Avrupa Komisyonu raporu, karma ve tek cinsiyetli eğitim veren okullarla ilgili yapılmış birçok çalışmayı da yansıtıyor. Buna göre, tek cinsiyetli eğitim kızlar için daha iyi sonuç veriyor:
“Tek cinsiyet sınıfları, örneğin, kızların soruları cevaplama ve derse katılmalarında daha fazla özgür hissetmelerini, erkeklerin ise öğrenci olarak kendi ‘imajlarıyla ilgili endişelenmeden daha fazla çalışmalarını sağlamaktadır. Bu tür sınıfların motivasyon, davranış ve başarıyı artırdığı iddia edilmektedir.”
Cinsiyet farkını gözeten eğitim stratejisi
Rapora göre, karma cinsiyetten oluşan sınıflarda öğretmenler erkek öğrencilerin öğrenim süreci ve devamlılığı ile daha çok ilgileniyor. Öğretmenler öğrencilerine eşit davrandıklarını düşünseler de erkek öğrencileri daha fazla eleştirip onlara daha fazla ilgi gösteriyorlar. Ancak rapor yine de, “Fakat tek cinsiyet ortamlarında öğrenci başarısına ilişkin çalışma sonuçları net değildir,” sonucunu da vurguluyor.
Aynı rapor, bugün 400’den fazla tek cinsiyetli eğitim veren okulun olduğu İngiltere’de konunun 2006 yılında hararetle tartışıldığını anımsatıyor.

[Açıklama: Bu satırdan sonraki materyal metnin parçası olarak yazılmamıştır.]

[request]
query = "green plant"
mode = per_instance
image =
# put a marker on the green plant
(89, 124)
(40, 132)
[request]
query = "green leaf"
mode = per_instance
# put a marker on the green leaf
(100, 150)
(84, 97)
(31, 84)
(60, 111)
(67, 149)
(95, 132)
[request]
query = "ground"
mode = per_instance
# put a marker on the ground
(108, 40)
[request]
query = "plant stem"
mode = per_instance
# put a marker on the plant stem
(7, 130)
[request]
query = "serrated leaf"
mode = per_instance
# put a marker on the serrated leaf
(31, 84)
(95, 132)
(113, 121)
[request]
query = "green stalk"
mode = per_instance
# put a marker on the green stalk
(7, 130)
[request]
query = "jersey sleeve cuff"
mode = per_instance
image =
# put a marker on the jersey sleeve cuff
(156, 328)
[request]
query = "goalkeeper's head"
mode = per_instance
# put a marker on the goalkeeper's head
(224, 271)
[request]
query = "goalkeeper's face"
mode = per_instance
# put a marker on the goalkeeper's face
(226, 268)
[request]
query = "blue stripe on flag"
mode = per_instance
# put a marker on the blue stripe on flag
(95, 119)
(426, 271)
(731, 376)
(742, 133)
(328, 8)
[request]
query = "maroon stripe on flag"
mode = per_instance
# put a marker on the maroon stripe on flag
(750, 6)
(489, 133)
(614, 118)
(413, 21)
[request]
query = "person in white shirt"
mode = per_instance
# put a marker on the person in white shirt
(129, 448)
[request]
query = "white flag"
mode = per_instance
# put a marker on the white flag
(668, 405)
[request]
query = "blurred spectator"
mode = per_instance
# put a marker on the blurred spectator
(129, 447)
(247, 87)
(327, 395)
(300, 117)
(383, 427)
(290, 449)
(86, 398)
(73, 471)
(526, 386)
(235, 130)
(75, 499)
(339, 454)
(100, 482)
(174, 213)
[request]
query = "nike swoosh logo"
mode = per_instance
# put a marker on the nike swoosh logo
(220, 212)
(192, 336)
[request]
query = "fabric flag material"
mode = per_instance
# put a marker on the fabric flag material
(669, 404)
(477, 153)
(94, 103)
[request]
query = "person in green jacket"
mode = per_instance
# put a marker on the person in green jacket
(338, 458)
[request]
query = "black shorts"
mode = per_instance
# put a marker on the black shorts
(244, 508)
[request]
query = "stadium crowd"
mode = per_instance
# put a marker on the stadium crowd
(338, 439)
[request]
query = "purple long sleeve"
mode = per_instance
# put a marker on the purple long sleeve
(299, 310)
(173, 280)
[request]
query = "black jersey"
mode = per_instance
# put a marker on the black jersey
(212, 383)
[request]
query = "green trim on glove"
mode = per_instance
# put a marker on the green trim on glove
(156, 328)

Rapora göre, İngiltere Eğitim Bakanlığı tek cinsiyet okullarının kurulmasının okulda öğrenciler arasındaki şiddeti durdurmak için seçeneklerden biri olarak ortaya çıktığını gizlemiyor.

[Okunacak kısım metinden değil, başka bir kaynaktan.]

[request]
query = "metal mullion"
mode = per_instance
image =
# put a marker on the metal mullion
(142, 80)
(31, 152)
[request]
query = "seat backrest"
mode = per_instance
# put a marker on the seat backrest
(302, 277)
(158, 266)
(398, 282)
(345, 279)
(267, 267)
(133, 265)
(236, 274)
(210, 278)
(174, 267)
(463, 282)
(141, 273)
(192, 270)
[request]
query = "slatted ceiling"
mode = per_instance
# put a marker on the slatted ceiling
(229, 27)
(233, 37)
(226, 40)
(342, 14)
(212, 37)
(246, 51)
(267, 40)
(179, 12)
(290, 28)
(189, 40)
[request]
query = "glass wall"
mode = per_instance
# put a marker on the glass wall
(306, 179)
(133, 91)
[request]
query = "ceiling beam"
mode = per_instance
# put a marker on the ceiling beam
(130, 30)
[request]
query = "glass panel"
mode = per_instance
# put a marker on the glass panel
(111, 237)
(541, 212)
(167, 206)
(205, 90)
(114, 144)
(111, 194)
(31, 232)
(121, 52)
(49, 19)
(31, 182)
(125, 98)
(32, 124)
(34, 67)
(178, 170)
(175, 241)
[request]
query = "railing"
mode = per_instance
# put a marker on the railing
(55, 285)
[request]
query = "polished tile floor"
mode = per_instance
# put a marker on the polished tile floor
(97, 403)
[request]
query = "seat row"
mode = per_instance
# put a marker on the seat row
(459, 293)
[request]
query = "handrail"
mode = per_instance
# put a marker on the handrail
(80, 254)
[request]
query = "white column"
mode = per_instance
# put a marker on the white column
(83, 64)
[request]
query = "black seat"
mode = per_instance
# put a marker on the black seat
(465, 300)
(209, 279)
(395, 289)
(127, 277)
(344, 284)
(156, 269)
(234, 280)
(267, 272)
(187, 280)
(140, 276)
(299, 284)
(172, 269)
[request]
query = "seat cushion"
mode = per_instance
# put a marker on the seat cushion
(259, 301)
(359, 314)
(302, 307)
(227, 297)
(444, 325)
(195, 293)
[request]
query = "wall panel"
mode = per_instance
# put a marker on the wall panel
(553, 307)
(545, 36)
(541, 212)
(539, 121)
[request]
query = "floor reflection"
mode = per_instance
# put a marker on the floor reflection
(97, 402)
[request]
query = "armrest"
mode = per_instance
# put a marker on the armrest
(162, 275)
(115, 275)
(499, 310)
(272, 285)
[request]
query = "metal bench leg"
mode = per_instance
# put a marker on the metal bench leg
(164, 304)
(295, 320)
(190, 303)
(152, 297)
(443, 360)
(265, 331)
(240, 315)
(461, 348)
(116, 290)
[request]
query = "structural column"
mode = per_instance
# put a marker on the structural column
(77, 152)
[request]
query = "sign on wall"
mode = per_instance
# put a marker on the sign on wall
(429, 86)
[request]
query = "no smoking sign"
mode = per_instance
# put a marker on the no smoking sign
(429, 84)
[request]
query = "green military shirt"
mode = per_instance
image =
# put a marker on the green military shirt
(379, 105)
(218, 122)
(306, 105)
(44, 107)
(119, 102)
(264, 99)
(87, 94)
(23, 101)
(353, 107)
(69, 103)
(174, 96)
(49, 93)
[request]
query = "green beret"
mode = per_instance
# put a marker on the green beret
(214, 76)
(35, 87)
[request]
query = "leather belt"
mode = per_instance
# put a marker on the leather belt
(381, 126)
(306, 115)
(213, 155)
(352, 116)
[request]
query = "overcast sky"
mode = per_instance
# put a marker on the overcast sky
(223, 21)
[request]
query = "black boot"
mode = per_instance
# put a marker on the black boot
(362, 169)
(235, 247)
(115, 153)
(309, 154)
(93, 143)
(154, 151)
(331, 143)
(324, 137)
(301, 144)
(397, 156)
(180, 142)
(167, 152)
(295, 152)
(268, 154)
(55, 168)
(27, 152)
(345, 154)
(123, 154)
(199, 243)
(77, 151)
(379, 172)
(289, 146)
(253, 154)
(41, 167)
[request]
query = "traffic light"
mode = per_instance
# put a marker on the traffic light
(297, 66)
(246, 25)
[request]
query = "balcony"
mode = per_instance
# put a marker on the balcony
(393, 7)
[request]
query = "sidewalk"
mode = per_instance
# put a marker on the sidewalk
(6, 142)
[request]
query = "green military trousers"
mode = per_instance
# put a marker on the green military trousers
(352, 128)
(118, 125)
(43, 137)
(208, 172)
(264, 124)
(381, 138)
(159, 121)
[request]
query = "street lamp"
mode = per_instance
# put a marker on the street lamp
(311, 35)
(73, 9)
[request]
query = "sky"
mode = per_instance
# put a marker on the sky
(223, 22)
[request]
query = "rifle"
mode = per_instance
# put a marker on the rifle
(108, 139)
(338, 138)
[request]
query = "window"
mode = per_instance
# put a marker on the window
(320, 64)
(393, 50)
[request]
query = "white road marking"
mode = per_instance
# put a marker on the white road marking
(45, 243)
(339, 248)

Raporun altını çizdiği başka bir nokta da, bu konuda ülkelerin tutumu farklılık gösterse de cinsiyet farklılıklarının göz ardı edilmediğine ve Avrupa’da bugün “öğretmenlerin her iki cinsiyete uygun biçimde sınıf stratejileri uygulayabildikleri karma okullarda öğrenim yapıldığına” dikkat çekiyor.
Kısır tartışma
İngiltere’de “tek cinsiyetli okul mu, karma eğitim mi” tartışmasında tek cinsiyetli okullardan yana ağırlık koyan kişi, İşçi Partisi’den David Milliband. Ancak onun Milli Eğitim Bakanlığı yaptığı dönemde 2004’de söylediği şu sözleri durumu özetler nitelikte:
“Bizim tek cinsiyetli eğitim veren okullarımızın parlak bir geleceği olacağına inanıyorum. Ama aynı zamanda tek cinsiyetli eğitimin mi, yoksa karma eğitiminin daha iyi olduğu tartışmalarının da son derece kısır olduğuna da inanıyorum.”